Reducing power in AMD processor core with RTL clock gating analysis

Lowering the power consumption of consumer products and networking centers is an important design consideration, and this effort begins with many of the chips that go into these devices. Semiconductor design innovators like AMD want to improve on  previous generation designs in terms of faster performance in a given power envelope, higher frequency at a given voltage, and improved power efficiency through clock gating and unit redesign.

With these aims, the AMD low-power core design team used a power analysis solution that helped analyze pre-synthesis RTL clock-gating quality, find opportunities for improvements, and generate reports that the engineering team could use to decrease the operating power of the design. By targeting pre-synthesis RTL, power analysis can be run more often and over a larger number of simulation cycles — more quickly and with fewer machine resources than tools that rely on synthesized gates. The focus on clock gating and the quick turnaround of RTL analysis allowed AMD to achieve measurable power reductions for typical applications of a new, low-power X86 AMD core.
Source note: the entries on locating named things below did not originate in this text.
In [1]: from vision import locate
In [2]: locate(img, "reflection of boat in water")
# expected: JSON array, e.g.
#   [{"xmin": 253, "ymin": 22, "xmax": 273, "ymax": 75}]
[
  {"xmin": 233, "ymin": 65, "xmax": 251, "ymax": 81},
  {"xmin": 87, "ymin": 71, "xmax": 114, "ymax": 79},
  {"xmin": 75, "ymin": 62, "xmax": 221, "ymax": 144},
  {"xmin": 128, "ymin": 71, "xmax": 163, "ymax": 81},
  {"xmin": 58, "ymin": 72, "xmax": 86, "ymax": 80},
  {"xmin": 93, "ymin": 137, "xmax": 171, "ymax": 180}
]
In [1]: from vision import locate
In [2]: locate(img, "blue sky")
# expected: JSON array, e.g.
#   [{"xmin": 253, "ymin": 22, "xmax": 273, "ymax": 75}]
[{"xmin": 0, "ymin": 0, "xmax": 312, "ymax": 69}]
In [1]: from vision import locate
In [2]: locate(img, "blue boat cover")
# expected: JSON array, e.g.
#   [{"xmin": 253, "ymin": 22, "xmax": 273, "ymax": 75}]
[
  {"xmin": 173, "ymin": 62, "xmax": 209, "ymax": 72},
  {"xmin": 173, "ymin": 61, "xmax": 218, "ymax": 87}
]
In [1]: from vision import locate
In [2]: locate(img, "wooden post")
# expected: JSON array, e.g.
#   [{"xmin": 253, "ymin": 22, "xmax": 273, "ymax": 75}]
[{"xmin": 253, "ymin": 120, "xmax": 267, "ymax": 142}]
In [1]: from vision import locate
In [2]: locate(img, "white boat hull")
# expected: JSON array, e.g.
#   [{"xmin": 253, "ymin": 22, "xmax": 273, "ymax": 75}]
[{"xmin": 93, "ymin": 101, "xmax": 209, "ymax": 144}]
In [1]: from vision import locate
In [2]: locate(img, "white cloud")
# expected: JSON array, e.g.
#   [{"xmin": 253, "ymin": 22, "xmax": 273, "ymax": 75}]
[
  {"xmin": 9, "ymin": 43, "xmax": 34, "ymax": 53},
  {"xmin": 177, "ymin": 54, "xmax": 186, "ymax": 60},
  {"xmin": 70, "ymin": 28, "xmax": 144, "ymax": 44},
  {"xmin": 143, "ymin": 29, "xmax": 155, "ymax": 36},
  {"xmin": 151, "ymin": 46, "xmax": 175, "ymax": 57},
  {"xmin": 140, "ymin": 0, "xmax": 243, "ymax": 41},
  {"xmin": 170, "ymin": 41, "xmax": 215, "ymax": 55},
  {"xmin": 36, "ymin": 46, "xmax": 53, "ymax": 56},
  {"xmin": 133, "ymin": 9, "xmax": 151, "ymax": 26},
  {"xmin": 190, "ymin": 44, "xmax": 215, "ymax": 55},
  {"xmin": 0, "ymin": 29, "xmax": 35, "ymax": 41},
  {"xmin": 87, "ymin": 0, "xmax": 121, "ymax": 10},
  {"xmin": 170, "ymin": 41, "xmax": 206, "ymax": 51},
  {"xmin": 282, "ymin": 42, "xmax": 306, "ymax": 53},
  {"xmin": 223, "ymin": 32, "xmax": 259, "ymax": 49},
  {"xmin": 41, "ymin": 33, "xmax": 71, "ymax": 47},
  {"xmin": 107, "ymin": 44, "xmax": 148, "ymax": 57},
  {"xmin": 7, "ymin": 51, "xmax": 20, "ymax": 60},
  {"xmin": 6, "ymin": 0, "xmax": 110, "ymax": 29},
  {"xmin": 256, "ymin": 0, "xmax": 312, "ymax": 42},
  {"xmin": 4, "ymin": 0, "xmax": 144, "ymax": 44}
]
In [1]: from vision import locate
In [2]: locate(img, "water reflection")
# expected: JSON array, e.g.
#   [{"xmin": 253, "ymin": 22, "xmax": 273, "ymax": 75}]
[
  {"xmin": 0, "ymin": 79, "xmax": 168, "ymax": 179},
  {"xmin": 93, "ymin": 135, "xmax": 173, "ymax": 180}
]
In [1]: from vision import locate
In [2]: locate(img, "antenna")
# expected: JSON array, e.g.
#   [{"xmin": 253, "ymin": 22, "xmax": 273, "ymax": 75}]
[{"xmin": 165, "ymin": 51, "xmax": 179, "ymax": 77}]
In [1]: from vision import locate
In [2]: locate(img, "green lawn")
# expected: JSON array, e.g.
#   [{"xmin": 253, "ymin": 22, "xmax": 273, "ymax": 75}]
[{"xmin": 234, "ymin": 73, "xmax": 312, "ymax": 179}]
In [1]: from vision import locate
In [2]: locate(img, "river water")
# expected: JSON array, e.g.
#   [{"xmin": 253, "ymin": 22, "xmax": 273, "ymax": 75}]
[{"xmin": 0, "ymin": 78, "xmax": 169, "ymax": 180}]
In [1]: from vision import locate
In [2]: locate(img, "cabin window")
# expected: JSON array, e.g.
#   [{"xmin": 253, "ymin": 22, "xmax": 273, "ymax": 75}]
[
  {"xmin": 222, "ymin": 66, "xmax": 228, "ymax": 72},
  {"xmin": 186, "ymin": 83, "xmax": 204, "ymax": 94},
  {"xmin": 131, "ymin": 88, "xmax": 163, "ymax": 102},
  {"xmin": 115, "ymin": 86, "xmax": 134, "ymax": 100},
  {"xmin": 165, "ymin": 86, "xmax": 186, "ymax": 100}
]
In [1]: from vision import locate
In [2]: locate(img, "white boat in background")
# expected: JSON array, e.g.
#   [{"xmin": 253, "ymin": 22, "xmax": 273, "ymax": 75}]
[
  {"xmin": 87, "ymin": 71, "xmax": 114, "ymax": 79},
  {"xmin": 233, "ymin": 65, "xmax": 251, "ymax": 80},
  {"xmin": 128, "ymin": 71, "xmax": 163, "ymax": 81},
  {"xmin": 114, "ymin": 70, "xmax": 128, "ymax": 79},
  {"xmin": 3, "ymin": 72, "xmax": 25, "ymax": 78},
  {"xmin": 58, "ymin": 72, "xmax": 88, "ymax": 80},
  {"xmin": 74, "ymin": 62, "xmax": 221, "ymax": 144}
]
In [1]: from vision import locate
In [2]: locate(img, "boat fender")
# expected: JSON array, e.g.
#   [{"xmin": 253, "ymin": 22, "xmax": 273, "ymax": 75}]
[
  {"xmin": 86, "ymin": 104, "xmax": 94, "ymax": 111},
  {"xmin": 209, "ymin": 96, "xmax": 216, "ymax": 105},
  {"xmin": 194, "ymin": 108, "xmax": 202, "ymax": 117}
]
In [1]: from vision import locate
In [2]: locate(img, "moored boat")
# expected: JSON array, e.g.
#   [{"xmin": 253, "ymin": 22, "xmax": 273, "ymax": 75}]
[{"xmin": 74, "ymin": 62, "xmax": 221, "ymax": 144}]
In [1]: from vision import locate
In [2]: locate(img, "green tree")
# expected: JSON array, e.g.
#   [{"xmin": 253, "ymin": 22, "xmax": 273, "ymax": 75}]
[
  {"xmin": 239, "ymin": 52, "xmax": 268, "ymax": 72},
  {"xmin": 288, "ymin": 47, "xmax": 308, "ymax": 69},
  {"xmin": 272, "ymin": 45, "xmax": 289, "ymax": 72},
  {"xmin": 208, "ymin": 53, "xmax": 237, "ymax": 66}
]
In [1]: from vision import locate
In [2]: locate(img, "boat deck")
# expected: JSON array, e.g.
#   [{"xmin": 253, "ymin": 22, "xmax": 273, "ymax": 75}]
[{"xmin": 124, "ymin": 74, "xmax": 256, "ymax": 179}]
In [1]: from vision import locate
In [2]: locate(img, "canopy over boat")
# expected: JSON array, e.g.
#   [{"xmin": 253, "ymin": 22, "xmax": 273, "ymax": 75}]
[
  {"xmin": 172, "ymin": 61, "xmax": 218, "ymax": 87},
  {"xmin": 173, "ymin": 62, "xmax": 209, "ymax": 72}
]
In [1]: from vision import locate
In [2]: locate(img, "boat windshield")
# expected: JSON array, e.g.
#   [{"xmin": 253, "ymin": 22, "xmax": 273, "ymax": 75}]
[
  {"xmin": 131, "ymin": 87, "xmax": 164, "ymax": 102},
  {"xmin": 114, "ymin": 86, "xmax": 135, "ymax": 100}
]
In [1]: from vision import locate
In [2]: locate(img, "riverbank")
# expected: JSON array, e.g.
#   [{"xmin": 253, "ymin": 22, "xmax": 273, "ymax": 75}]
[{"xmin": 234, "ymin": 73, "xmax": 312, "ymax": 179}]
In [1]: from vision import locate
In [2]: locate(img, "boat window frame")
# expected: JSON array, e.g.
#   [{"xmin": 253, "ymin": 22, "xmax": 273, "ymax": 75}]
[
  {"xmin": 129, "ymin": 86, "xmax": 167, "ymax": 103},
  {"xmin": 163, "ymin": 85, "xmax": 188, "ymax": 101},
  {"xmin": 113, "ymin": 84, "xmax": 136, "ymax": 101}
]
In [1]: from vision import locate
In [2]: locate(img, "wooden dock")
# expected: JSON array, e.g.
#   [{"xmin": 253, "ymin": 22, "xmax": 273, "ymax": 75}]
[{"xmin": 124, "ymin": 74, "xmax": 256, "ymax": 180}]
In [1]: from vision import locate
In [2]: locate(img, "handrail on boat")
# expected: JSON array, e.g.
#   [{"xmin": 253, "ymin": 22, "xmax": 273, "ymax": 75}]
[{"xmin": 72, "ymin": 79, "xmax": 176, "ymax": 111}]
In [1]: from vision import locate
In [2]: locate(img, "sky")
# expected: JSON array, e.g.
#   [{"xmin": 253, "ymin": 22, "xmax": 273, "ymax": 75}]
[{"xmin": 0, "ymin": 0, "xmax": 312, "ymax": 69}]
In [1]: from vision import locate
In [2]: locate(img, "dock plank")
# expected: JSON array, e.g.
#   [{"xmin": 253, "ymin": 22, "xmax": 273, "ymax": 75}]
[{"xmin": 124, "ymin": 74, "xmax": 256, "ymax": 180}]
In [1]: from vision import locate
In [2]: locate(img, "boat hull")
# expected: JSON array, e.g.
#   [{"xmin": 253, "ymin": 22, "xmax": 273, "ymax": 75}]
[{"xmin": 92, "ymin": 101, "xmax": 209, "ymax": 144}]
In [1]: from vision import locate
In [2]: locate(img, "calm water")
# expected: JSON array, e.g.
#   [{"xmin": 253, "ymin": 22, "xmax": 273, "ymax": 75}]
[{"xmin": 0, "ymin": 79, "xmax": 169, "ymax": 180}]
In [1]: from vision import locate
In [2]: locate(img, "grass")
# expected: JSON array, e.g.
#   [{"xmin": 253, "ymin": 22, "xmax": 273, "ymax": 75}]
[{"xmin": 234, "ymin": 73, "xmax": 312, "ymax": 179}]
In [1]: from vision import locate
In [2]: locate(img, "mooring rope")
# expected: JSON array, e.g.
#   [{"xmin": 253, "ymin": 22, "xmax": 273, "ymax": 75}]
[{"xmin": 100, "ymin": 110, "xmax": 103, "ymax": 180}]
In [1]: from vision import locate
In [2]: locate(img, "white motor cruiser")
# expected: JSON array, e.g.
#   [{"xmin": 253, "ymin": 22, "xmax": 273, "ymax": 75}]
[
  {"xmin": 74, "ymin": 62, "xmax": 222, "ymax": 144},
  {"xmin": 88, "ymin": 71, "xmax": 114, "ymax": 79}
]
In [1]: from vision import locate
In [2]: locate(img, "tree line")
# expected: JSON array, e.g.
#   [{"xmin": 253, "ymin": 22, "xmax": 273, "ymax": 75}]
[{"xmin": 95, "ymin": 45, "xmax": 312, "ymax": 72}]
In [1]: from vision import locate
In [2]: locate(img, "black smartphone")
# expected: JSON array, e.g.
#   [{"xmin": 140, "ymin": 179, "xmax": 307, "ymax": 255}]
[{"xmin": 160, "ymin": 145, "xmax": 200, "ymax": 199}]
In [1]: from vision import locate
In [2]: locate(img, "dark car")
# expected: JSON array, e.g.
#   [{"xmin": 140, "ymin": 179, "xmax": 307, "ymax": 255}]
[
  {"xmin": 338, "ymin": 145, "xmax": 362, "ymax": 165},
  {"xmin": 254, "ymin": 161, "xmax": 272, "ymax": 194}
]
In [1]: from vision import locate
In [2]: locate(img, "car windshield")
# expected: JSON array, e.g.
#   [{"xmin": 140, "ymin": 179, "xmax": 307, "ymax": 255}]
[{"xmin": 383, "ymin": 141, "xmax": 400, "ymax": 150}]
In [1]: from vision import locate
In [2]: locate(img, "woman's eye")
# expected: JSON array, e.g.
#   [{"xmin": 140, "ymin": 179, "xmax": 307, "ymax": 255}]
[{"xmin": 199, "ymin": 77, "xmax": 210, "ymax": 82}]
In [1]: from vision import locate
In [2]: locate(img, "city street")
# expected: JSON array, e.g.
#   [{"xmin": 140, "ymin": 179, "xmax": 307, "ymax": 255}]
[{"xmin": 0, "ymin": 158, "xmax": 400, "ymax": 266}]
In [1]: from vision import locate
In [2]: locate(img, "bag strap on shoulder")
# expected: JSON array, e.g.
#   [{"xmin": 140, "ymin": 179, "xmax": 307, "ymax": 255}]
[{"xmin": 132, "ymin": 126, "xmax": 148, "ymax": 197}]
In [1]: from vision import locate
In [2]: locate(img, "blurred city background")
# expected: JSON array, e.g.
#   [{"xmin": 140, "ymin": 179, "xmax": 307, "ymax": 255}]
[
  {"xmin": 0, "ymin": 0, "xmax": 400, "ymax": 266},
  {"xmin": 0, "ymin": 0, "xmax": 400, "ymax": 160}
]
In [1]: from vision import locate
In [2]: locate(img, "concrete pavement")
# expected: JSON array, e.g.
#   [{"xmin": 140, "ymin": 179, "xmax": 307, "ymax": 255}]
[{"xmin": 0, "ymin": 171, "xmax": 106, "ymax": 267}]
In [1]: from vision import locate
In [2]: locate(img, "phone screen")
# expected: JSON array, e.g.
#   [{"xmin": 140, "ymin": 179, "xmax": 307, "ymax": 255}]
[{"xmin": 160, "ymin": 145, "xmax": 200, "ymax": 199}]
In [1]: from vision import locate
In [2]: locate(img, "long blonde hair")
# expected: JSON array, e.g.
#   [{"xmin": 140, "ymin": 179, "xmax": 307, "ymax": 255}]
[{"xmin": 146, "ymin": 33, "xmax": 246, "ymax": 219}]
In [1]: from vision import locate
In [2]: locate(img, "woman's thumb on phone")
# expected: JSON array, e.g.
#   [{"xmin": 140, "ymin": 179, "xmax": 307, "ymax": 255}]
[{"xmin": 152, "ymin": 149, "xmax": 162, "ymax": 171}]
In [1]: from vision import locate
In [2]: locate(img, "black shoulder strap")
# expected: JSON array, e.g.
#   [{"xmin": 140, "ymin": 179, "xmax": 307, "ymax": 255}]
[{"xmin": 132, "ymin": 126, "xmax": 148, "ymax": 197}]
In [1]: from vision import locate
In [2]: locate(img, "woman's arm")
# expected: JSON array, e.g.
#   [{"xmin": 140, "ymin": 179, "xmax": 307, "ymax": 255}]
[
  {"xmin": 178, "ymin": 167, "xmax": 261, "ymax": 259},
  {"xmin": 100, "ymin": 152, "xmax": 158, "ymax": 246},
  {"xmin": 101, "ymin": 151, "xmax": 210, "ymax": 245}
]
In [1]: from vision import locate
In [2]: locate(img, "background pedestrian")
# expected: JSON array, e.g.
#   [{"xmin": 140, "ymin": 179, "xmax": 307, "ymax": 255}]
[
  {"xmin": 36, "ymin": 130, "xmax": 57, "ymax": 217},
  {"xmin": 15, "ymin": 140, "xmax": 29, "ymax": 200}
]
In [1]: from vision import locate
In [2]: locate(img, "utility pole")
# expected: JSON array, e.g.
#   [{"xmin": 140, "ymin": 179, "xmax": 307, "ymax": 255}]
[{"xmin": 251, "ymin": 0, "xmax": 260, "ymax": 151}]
The AMD Jaguar X86 core is a flexible, high-frequency processor aimed at system-on-a-chip designs for low-power markets and cloud clients. It uses the 28-nm process technology and has a small die area (3.1 mm2). Compared to the previous generation of this core, AMD Bobcat, many blocks were redesigned for improved power efficiency, including the IC loop buffer, store queue, and L2 clocks. The Jaguar compute unit (CU) includes four independent Jaguar cores and a shared-cache unit with four L2 databanks and an L2 interface tile. The L2 interface block runs at the core clock speed. The L2 databanks run at half-clock to save power and are clocked only when required, reducing power even further.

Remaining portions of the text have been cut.